Been dating her for 9 months. She is quite nice to me, but a few situations have made me doubt how truly selfless or kind she is and I’m not sure if I’m overreacting.

For instance, she has told me that she doesn’t make much of an “effort” to pay bus fares. The readers in my city are a bit wonky sometimes, and if they don’t read her card immediately she just gets in anyway and doesn’t care about it. When she told me that it actually sounded like a brag, which bothered me a lot.

Another one was last week: we ordered uber eats and the delivery person clearly had some trouble to read/understand instructions (maybe a recent immigrant with little English skills), and was also deaf (told us by text). He couldn’t figure out how to buzz up to my apartment so I decided to just go downstairs to pick it up. He was asking for other people’s help when I arrived, so I felt bad because I could tell he was really trying hard. My GF on the other hand was a bit upset that he was trying to do a job he wasn’t able to which could be disruptive. To be fair, she is in healthcare and her job involves finding out which activities/jobs are feasible for her patients, so she said she meant it in that sense. I still had a bad gut feeling that she just wasn’t being compassionate/kind enough to the guy.

There were other small situations like this too, and I feel like they make my feelings for her weaker somehow. I was raised by a narcissist mother and that made me into a people pleaser, so I think this might be clouding my judgement. Am I overreacting?

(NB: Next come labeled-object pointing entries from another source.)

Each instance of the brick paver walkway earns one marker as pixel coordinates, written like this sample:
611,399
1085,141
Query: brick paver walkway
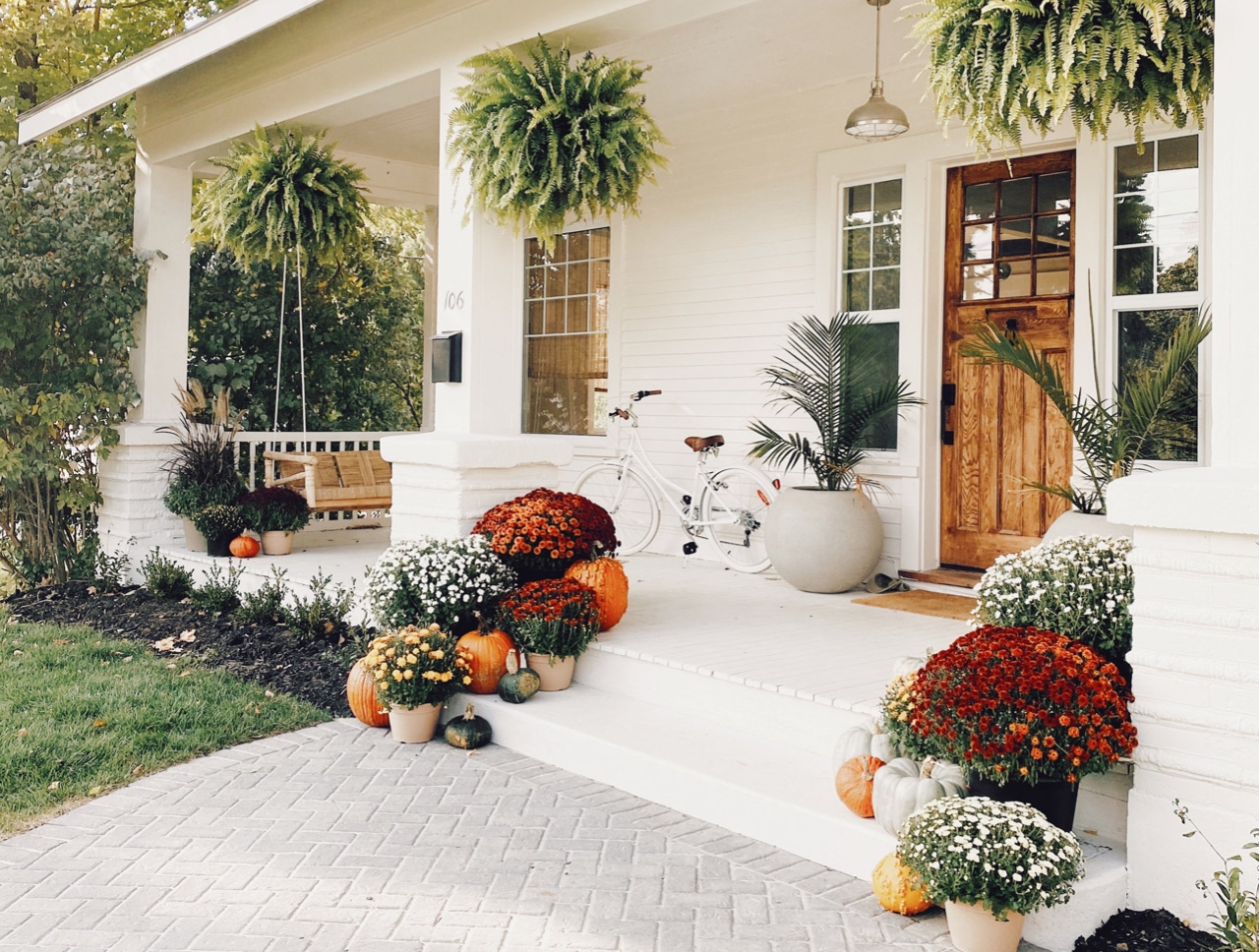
337,838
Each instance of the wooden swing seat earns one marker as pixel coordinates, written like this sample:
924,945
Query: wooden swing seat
333,483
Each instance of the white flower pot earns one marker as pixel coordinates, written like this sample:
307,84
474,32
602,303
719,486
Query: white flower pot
823,540
972,928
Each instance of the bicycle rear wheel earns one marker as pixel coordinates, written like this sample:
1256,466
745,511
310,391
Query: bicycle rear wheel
630,502
733,507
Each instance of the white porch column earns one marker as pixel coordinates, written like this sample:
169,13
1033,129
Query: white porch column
1196,636
133,479
475,457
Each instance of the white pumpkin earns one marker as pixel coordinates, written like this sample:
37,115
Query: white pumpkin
867,738
903,786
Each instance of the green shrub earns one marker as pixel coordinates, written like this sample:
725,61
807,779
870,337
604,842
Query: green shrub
165,578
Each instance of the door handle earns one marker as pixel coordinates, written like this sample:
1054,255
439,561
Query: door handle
948,399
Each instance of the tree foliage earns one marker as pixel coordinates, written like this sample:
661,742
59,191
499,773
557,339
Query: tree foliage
70,290
998,66
553,138
48,47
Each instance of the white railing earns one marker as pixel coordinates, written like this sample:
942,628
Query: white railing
251,445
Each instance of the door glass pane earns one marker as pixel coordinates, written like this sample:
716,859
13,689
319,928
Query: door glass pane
1015,278
977,282
1015,238
977,242
1052,234
981,202
1016,197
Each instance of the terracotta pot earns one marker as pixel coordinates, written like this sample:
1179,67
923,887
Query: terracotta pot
193,539
413,726
554,673
1054,799
972,928
277,543
823,540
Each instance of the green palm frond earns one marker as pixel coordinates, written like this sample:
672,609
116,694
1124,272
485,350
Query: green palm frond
281,190
830,373
553,138
1003,66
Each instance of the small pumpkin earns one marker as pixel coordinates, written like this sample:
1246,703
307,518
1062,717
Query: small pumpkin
489,649
360,691
869,737
244,547
607,577
903,786
898,888
468,732
854,782
519,684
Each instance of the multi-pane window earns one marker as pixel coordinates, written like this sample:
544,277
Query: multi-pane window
871,247
567,333
1156,216
1016,238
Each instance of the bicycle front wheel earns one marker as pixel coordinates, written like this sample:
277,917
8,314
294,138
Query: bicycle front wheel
733,507
630,502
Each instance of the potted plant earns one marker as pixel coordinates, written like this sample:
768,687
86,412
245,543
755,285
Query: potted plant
1028,713
1005,67
989,864
203,470
275,512
437,580
827,538
1111,434
219,524
416,672
553,621
553,138
544,533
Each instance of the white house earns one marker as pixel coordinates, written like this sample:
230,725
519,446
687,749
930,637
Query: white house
769,210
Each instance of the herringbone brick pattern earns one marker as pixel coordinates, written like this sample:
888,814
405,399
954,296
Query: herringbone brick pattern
337,838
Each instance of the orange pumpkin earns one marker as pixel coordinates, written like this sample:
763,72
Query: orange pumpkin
489,650
360,690
898,888
244,547
854,782
607,577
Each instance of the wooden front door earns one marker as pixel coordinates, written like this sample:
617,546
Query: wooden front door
1008,261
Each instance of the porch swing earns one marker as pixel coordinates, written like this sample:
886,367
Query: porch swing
278,193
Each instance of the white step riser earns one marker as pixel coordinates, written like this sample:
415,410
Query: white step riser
767,714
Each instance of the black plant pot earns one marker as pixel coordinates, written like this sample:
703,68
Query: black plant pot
1054,799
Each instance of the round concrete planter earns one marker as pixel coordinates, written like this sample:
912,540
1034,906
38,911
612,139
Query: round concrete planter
823,540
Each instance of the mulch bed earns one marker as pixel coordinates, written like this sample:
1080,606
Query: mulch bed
1147,930
268,654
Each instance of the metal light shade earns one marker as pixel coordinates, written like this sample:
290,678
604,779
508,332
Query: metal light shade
877,119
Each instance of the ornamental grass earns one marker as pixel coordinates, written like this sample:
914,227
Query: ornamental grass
1015,704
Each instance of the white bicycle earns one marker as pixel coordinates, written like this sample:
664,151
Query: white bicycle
727,506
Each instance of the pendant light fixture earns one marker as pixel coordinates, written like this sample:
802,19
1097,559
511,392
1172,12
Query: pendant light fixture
877,119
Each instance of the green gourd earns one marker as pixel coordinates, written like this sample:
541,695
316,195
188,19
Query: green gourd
468,732
519,684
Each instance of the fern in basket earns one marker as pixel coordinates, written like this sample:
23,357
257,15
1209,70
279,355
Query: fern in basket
553,138
997,64
282,190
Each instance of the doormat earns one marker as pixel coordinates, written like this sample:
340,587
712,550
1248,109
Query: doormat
922,602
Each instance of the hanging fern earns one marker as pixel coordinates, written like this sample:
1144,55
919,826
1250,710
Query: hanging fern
281,190
997,64
553,138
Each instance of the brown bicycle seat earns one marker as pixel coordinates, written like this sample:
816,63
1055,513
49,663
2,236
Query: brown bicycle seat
701,444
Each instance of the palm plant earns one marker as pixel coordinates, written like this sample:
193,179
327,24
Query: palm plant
553,138
831,373
1111,434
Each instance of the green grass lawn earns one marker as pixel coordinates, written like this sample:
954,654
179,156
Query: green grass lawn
82,714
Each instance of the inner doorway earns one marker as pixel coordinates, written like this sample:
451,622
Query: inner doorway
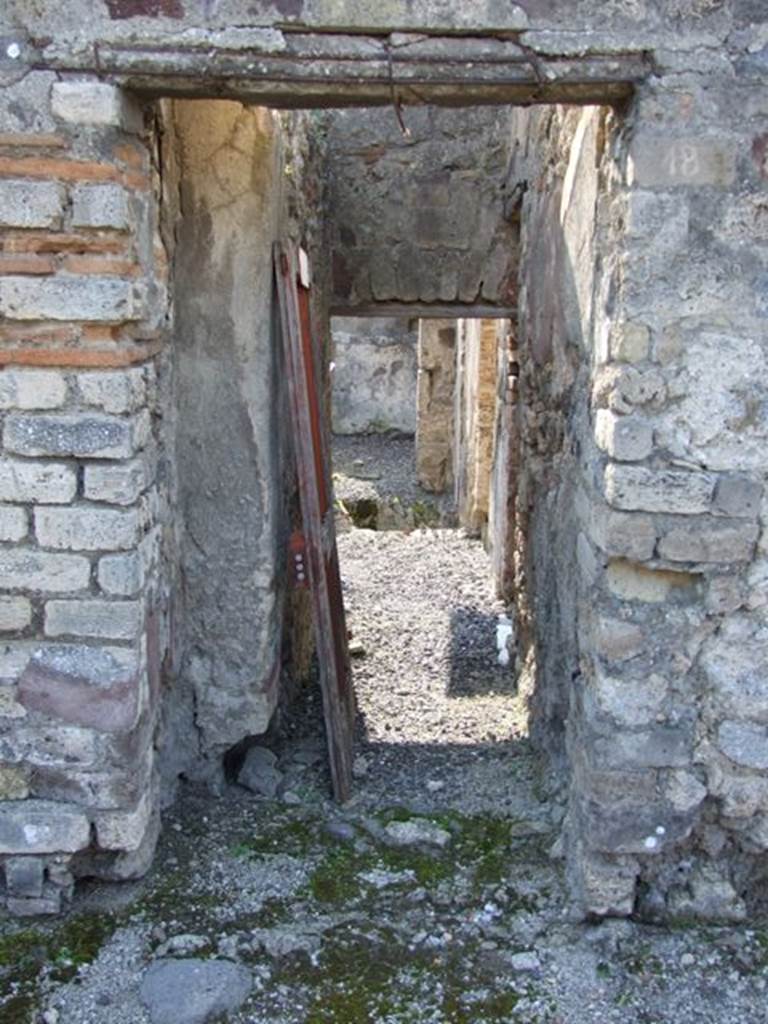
440,682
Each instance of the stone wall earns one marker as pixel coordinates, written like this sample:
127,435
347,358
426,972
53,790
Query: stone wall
474,420
225,203
82,483
140,644
374,375
640,511
505,469
434,431
420,219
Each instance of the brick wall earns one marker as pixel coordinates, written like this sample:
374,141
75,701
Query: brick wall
82,308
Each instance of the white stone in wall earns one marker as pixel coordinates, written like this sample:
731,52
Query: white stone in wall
91,102
47,483
710,542
15,613
114,391
31,204
70,297
619,534
124,829
30,569
120,483
42,826
13,526
630,701
99,206
744,742
88,435
633,487
122,576
625,437
636,583
109,620
84,528
671,161
32,389
631,342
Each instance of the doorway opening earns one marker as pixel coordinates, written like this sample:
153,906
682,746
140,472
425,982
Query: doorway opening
419,432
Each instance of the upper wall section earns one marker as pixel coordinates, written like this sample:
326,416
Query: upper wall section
293,53
421,220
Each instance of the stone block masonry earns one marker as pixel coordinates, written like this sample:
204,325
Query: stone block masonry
82,303
640,516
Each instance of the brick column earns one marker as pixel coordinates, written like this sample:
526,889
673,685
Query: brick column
82,302
436,378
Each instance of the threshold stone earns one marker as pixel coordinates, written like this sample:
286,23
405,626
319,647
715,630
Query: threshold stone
193,991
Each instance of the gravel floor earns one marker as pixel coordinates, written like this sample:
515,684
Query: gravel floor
430,898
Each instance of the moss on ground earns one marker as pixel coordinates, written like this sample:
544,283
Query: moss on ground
364,978
62,948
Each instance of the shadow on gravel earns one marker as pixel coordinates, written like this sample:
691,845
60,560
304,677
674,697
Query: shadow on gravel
474,669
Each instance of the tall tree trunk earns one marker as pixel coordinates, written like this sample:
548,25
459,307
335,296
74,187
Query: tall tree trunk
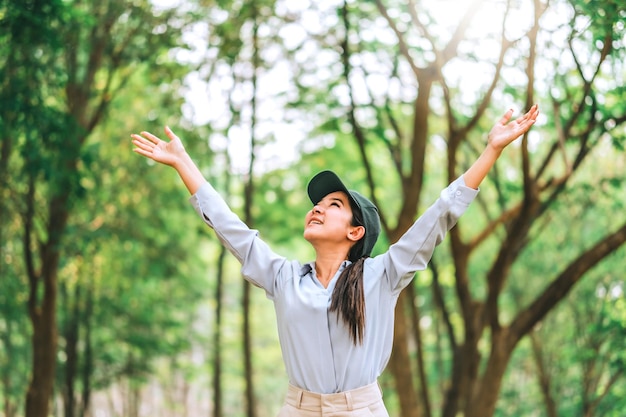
87,369
71,335
42,312
400,364
543,376
249,201
421,367
217,337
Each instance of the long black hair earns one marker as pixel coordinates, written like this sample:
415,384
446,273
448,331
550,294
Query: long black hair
348,298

Tl;dr – GF is not as kind as I would like her to be in some situations and that affects how I feel about her. Not sure if I’m overreacting, though

5 comments
  1. I don’t think it’s unreasonable to want a partner who is kind or basically honest.

    I think that’s minimum criteria for a decent human being.

  2. The bus thing is whatever. But not to have even a shred of compassion for a person who can’t hear and is trying to earn a living in a new country is…yikes.

  3. It’s hard to tell from the examples you gave, but it sounds like your gf isn’t really being rude or hurtful to others? We can’t all be perfect all the time, we’re badly wired monkeys who aren’t behaving ideally in all circumstances. The important part is wether she makes an effort to be compassionate and kind and how she deals with being criticized constructively. Like, if you pointed out that everybody else is paying for her bus rides, so that behavior is impacting you and others, would she flip her shit or take it with dignity and consideration?

    I don’t want to read too much into that comment of yours, because every story is different. But is it possible, that because of your upbringing, you’re building resentment when your gf acts in ways you dislike, because you feel like you can’t talk to her in a critical way when she does something that bothers you – since you learned that the narcissist mother couldn’t be criticized?

    Be that as it may, obviously you shouldn’t stay with someone whom you don’t truly love. But I wonder if maybe with more communication, this can be salvaged or if she’s truly a bit of an asshole.

  4. I think a bigger issue is that you have only been together for 9 months and this has clearly been bothering you a lot for a long time. I don’t remember how long ago I saw a post about the exact same issue with the exact same bus example, and you seem to have made it from a different account, but you clearly haven’t been able to move past it in all that time. You had this problem, you got a bunch of feedback, you gave it time, and now you still have the same problem. If you’re not moving past it and you still aren’t comfortable with her, I don’t think you are going to become comfortable with her.

  5. Maybe it’s clouding your judgement..

    Or maybe you’re recognizing familiar behaviors and it’s giving you pause (which is very reasonable).

    I think only time will help you discern which it really is. If she has some narcissistic tendencies, they will just continue to pop up, it’s inevitable.